For spring, he is working with floral flavors (especially Crème de Violette), and looking to go lighter & brighter with the cocktails. He hopes to build his knowledge of rum and mescal this year.

Always the Comedian (Really)
Peter has always been into comedy.
He told me about sneaking out of bed in elementary school to watch Johnny Carson until his parents caught him and sent him back to bed, and that his family has a strong interest in classic comedy (Bob Hope, Danny Kaye, Carol Burnett, etc.). He started writing sketches in high school, and has continued his writing since then. He also dabbled in acting in college, and when he first arrived in Chicago, he took some classes at Second City. He continues to write and perform with his three-man sketch group, 37Foxtrot, and on his own.
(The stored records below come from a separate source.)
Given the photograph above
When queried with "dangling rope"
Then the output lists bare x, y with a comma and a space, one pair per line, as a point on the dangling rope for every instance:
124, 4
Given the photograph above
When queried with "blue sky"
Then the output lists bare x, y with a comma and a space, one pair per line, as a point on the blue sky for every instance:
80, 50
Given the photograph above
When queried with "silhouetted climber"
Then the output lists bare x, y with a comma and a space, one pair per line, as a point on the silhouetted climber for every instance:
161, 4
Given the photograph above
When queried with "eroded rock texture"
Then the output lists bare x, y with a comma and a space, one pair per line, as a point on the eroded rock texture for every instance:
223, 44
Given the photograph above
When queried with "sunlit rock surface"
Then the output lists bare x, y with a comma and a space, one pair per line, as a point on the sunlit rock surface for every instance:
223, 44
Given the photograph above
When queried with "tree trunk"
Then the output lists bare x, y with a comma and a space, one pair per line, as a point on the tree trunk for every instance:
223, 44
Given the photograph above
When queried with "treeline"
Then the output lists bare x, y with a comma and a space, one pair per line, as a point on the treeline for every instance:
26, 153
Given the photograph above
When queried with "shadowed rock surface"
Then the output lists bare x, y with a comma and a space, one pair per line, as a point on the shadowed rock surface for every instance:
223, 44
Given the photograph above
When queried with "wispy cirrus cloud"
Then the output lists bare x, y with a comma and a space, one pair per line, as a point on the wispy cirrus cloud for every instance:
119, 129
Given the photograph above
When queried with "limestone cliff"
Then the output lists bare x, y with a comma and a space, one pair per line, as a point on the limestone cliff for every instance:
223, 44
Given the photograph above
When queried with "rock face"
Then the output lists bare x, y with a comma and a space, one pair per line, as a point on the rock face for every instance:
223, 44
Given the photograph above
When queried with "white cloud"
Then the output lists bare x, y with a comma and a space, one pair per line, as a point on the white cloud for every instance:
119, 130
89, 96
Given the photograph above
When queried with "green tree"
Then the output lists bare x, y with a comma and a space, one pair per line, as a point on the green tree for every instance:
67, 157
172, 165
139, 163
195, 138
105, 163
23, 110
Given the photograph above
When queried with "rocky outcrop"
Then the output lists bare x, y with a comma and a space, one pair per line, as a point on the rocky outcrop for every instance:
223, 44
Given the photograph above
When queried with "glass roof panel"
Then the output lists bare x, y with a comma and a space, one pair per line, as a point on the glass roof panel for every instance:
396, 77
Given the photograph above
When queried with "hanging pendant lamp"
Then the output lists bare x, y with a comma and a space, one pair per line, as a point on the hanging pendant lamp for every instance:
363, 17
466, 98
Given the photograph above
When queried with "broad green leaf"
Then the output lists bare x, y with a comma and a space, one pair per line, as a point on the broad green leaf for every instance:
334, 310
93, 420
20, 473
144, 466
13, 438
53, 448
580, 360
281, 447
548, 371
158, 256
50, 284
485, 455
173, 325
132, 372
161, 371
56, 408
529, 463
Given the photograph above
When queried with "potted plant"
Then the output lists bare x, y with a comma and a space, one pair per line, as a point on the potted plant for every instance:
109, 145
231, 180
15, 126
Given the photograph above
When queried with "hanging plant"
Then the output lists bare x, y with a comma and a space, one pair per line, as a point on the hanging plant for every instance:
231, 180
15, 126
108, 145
Unfortunately, Peter reports that the Chicago sketch comedy scene isn’t what it used to be, despite the tremendous talent here. That, coupled with the all-consuming launch of Sepia’s beverage program, has meant Peter hasn’t been very involved in it lately. He really hopes to get back to writing and performing soon. He has a big part in a local film coming out this summer, Chicken Cargo – and you can see some of his work here, here and here (video links).

Fast Facts

  • Find him: Wednesday, Thursday, Friday or Sunday evenings are usually safe bets. He is sometimes behind the scenes concocting syrups and other cocktail ingredients.
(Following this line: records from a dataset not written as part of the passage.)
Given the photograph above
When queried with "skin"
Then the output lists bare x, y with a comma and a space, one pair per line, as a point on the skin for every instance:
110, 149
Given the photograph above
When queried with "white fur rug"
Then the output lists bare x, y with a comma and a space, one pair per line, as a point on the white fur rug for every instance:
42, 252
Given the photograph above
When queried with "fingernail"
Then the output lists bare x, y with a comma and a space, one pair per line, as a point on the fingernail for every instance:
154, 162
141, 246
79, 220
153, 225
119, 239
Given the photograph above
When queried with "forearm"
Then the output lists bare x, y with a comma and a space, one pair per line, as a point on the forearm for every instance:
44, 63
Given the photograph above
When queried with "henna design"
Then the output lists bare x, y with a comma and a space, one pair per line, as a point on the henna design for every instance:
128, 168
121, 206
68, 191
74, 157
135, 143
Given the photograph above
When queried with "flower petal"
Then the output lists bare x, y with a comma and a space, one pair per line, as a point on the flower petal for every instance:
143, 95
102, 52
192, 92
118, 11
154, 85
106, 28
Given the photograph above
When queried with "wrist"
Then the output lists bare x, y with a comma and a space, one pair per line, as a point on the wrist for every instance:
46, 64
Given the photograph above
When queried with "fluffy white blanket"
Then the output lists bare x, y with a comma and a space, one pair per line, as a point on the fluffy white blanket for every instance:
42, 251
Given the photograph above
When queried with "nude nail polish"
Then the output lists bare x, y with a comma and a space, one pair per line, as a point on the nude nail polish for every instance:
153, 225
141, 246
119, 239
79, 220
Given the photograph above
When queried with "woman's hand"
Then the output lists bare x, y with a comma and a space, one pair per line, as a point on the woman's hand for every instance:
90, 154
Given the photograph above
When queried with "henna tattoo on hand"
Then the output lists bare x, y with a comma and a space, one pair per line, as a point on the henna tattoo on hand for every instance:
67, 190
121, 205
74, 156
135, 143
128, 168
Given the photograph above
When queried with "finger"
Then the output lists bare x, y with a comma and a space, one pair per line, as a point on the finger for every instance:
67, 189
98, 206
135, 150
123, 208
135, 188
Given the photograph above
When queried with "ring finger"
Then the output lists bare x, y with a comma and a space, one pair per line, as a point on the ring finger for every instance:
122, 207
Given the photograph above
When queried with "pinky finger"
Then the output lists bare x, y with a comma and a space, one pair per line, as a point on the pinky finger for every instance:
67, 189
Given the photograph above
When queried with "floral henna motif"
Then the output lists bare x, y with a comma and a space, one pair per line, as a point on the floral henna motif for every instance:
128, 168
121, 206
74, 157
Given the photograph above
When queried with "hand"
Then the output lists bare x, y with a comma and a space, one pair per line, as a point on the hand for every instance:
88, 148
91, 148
  • What to order at Sepia: Peter’s favorite drink changes daily; ask him what he’s in the mood to make.
  • Favorite Hangouts: When he’s not at Sepia and has time to go out, he loves the Matchbox, the Long Room (one of the best beer lists in the city), and Ten Cat Tavern.
  • Test Drink: Depends on who is bartending and where he is - Peter orders beer or bourbon unless he’s sure he’ll get a well-crafted cocktail.
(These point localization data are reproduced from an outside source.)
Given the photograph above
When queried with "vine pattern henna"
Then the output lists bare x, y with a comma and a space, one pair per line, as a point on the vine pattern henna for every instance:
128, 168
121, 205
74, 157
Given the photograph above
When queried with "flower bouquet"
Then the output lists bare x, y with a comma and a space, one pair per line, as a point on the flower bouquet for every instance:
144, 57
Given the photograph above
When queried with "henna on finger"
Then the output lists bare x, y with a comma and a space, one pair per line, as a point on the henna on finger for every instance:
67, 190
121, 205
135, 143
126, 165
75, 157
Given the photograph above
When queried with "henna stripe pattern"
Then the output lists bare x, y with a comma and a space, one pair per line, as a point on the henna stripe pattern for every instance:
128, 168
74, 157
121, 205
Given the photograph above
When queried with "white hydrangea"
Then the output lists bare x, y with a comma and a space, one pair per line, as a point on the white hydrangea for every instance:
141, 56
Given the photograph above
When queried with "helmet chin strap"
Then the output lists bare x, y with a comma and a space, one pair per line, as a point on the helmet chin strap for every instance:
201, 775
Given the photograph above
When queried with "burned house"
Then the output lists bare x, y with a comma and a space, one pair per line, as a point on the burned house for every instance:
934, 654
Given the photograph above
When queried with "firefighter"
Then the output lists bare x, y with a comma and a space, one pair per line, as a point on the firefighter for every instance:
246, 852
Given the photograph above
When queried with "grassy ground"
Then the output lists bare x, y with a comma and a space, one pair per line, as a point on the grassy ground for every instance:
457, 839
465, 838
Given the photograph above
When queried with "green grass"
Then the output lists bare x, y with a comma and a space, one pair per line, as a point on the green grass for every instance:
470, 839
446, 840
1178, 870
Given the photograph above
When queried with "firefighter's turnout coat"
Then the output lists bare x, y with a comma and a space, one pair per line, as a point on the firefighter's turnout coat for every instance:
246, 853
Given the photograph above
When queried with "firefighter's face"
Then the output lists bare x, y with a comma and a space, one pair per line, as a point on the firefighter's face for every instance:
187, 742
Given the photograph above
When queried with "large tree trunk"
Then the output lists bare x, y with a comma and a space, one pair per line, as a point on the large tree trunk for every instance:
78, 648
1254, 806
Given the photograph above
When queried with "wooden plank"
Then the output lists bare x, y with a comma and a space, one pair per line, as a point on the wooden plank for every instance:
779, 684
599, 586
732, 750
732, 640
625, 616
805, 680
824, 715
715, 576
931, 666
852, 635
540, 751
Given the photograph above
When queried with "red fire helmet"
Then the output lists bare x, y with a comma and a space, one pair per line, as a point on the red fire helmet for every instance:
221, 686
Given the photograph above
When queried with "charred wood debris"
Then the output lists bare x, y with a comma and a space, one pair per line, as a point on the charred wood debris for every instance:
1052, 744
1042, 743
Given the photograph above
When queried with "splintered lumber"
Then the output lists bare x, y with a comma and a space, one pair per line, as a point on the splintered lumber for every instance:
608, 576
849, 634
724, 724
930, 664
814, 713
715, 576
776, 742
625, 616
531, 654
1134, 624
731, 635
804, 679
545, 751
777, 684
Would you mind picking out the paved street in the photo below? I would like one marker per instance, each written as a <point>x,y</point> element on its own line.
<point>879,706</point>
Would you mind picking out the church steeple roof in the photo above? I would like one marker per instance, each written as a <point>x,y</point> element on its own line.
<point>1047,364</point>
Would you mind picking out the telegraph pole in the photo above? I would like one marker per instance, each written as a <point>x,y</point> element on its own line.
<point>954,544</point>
  • On a Deserted Island: he’d want a citrus press and a source for fruit, and ice.

  • Personal Life: Sorry folks, Peter’s got a girlfriend, Gallit Greenspoon. Gallit is the producer for Check, Please!, so between the two of them, they pretty much have great eats and drinks covered.

  • Something you probably don't know: Peter is very committed to community service. He volunteers with Literacy Chicago, and is working on a very exciting project to help the people in the New Orleans hospitality industry (expect more details soon!)

Competitions and Recipes
Peter has done very well in the first three mixology competitions he entered (his most recent was placing 2nd in the country at the Shake it Up competition at the Las Vegas Nightclub & Bar Show last month).
He loves the challenge of competition, although he feels a bit of pressure now since he has done so well in his first three. His strategy (at least what he would tell me)? Cross off obvious choices and look for ingredients and flavors that will be fun to play with. He tries to be creative with presentation, but practical in a drink’s design.

Here’s one recent award-winning recipe (he won first place in the Chicago Iron Bartender competition last fall):

Indian Summer
1½ oz Cruzan Single Barrel Rum (or another quality aged rum)
½ oz Cranberry Liqueur
½ oz Maple syrup
¾ oz fresh lemon juice
Dry sparkling apple cider

Shake and strain over rocks in a collins glass. Top with cider.


Anonymous said...

Hi Peter. Is your last name Greek?

Peter Vestinos said...

Nai. My last name is indeed Greek. My father and my mother are both from Greece.